Interestingly enough, however, in recent years China’s policies toward the United States and some other Asian powers are often described by international observers as getting increasingly “assertive” or “aggressive.” Yet in the eyes of most Chinese commentators, these policies are still too “timid” and too “submissive”, especially in comparison with U.S. policy toward China. A more objective observation may be that both China and the United States are entering into their own respective Greta Garbo moments, but each sees the other as being both assertive and defensive at the same time.
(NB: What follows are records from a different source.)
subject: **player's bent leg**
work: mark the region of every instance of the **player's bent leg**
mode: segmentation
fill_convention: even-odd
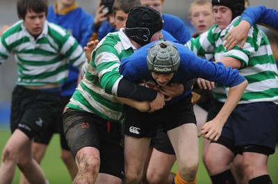
[[[19,130],[16,130],[15,133],[16,132],[23,133]],[[20,139],[21,140],[26,139],[26,140],[24,143],[22,142],[23,148],[19,154],[17,166],[26,177],[26,179],[25,181],[26,183],[28,183],[28,182],[30,183],[45,183],[44,174],[42,168],[33,158],[32,142],[24,133],[23,134],[24,136],[21,136]]]
[[[77,151],[75,159],[79,172],[72,183],[95,183],[100,165],[99,150],[94,147],[83,147]]]
[[[12,134],[2,151],[0,183],[12,183],[20,152],[25,145],[31,144],[29,142],[30,139],[18,129]]]
[[[163,160],[161,162],[161,160]],[[176,156],[163,153],[154,149],[147,170],[147,181],[149,184],[172,184],[171,169]]]
[[[76,176],[78,168],[70,151],[62,149],[61,158],[67,167],[70,175],[73,181]]]
[[[124,135],[124,184],[138,184],[141,181],[144,162],[151,139]]]
[[[167,131],[178,162],[177,183],[196,183],[199,165],[199,142],[196,124],[185,124]],[[177,183],[177,179],[182,181]]]
[[[245,174],[248,181],[261,176],[269,175],[268,172],[268,156],[251,152],[244,152],[243,156]]]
Beijing has recently proposed to Washington that the two nations construct a “new model of major-country relations”, which the Chinese define as “no conflict or confrontation, mutual respect, and win-win cooperation.” In rhetoric at least, Washington has responded positively to this proposal. To run the risk of oversimplification, the key to this “new model” of relations is about two orders: China’s domestic political order, and the international order the United States advocates and tries to maintain. It would be politically incorrect in the United States to proclaim that the domestic order kept by the Chinese Communist Party would serve U.S. interests. It would also be ideologically unacceptable in China to announce that the current international order sustained by American primacy should be welcomed. Paradoxically, the stark reality is that the two orders have been reinforcing each other now for the past 42 years, since Richard Nixon’s historic visit to China. Today, it is in China’s best interest to see a vibrant U.S. economy stimulated by technological innovations, and a benign, careful use of U.S. power in the global system. In turn, an orderly yet changing China, under a strong, reform-minded leadership, will make greater contributions to the global order in favor of the United States.